Max profit equals short-strike minus cost basis plus premium times 100; max loss is cost basis minus premium (at zero). Breakeven is cost basis minus premium. For the GTEK covered call priced from the end-of-day chain at a 30-day expiry (ATM IV 27.90%), the computed maximum profit is $353.50 per contract and the computed maximum loss is -$5,345.50 per contract. Live intraday quotes will differ as the chain moves through the trading session.
What is the breakeven for a GTEK covered call?
The breakeven for the GTEK covered call priced on this page is roughly $53.46 at expiration, derived from end-of-day chain premiums.
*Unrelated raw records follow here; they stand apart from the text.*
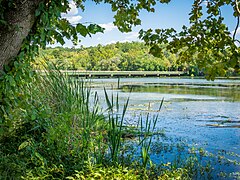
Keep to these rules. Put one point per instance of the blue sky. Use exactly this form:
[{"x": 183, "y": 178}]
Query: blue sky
[{"x": 174, "y": 14}]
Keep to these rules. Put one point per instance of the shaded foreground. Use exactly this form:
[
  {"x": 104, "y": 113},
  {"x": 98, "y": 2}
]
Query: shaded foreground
[{"x": 55, "y": 130}]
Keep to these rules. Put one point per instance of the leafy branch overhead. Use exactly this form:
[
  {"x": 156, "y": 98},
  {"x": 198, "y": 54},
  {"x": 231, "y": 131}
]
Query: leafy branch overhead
[{"x": 207, "y": 36}]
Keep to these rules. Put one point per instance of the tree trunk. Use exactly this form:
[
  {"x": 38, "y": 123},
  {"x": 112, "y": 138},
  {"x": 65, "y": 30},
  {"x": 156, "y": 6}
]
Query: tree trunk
[{"x": 21, "y": 18}]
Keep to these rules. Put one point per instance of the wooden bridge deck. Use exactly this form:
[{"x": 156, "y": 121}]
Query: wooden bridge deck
[{"x": 77, "y": 73}]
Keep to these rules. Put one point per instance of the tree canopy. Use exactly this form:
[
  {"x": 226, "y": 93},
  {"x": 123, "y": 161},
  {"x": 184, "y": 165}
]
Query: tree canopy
[{"x": 34, "y": 24}]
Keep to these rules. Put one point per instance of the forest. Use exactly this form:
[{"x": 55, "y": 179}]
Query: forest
[{"x": 128, "y": 56}]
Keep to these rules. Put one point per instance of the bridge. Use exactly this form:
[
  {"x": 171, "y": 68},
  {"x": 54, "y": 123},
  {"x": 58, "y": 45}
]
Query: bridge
[{"x": 78, "y": 73}]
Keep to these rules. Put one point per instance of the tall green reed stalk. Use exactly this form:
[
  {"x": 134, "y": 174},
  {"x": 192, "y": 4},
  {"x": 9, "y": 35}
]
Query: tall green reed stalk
[
  {"x": 147, "y": 130},
  {"x": 115, "y": 122}
]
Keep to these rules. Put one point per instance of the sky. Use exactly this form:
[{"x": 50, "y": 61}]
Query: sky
[{"x": 174, "y": 14}]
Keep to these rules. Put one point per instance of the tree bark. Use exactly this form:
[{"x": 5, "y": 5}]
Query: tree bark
[{"x": 21, "y": 18}]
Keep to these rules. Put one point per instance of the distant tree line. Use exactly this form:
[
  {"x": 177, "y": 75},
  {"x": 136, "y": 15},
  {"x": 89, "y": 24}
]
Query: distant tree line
[{"x": 128, "y": 56}]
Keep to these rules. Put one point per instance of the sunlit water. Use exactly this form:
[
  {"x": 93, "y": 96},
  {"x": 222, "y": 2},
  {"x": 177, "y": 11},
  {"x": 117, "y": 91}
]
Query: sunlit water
[{"x": 202, "y": 113}]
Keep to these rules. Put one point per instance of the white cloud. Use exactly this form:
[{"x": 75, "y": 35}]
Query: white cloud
[
  {"x": 205, "y": 2},
  {"x": 108, "y": 26},
  {"x": 72, "y": 15},
  {"x": 74, "y": 19},
  {"x": 237, "y": 32},
  {"x": 132, "y": 35}
]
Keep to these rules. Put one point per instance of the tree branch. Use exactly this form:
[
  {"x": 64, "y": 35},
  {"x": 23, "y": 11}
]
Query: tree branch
[
  {"x": 236, "y": 28},
  {"x": 237, "y": 8}
]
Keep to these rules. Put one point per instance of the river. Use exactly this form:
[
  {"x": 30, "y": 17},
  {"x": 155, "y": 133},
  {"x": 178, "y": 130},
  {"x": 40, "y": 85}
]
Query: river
[{"x": 202, "y": 113}]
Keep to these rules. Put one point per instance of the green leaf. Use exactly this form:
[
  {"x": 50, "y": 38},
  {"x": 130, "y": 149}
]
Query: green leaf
[
  {"x": 94, "y": 28},
  {"x": 82, "y": 30}
]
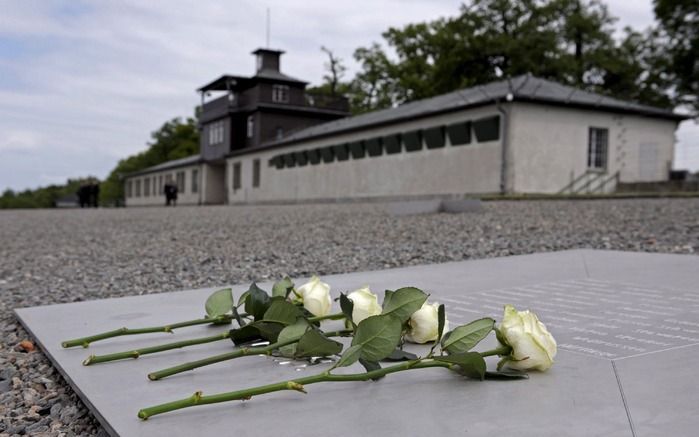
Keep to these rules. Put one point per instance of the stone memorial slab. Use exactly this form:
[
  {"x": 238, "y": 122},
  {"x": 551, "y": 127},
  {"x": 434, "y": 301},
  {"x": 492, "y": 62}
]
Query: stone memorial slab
[{"x": 627, "y": 326}]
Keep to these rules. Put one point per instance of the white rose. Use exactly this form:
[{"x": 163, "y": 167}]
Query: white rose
[
  {"x": 316, "y": 297},
  {"x": 366, "y": 304},
  {"x": 424, "y": 324},
  {"x": 533, "y": 347}
]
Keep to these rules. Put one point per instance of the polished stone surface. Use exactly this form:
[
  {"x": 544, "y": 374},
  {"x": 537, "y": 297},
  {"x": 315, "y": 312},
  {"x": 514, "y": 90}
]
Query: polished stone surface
[{"x": 627, "y": 325}]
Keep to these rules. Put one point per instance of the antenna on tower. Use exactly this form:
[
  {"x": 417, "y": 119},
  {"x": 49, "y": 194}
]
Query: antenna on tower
[{"x": 268, "y": 26}]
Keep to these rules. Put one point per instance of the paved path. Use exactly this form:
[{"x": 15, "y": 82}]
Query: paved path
[{"x": 54, "y": 256}]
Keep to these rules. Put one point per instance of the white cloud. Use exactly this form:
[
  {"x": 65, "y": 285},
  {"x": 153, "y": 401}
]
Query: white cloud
[{"x": 84, "y": 83}]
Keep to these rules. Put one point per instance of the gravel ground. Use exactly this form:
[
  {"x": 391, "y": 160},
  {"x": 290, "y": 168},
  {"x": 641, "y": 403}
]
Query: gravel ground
[{"x": 54, "y": 256}]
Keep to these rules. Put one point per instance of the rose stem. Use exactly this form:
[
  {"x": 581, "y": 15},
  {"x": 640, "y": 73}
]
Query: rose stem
[
  {"x": 296, "y": 384},
  {"x": 85, "y": 341},
  {"x": 262, "y": 350},
  {"x": 95, "y": 359}
]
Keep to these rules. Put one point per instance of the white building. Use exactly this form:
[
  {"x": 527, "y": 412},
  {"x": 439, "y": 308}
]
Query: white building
[{"x": 524, "y": 135}]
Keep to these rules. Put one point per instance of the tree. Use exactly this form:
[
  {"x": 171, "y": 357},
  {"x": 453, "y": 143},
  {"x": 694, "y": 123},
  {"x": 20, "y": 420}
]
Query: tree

Breakeven is the underlying price at which the strategy's P&L crosses zero ignoring transaction costs and assignment risk. The current GTEK market-implied 1-standard-deviation expected move is approximately 8.00%; if the move sits well outside the breakeven distance, the structure's risk-reward becomes correspondingly tighter.
When should you consider a covered call on GTEK?
Covered calls on GTEK are an income strategy run on existing GTEK etf positions; traders typically sell calls at 25-35 delta with 30-45 days to expiration to balance premium against upside cap.
How does current GTEK implied volatility affect this covered call?
GTEK ATM IV is at 27.90% with IV rank near 2.69%, which is on the low end of its 1-year range. Premium-buying structures (long call, long put, debit spreads) are relatively cheap in this regime; premium-selling structures collect less credit per unit risk.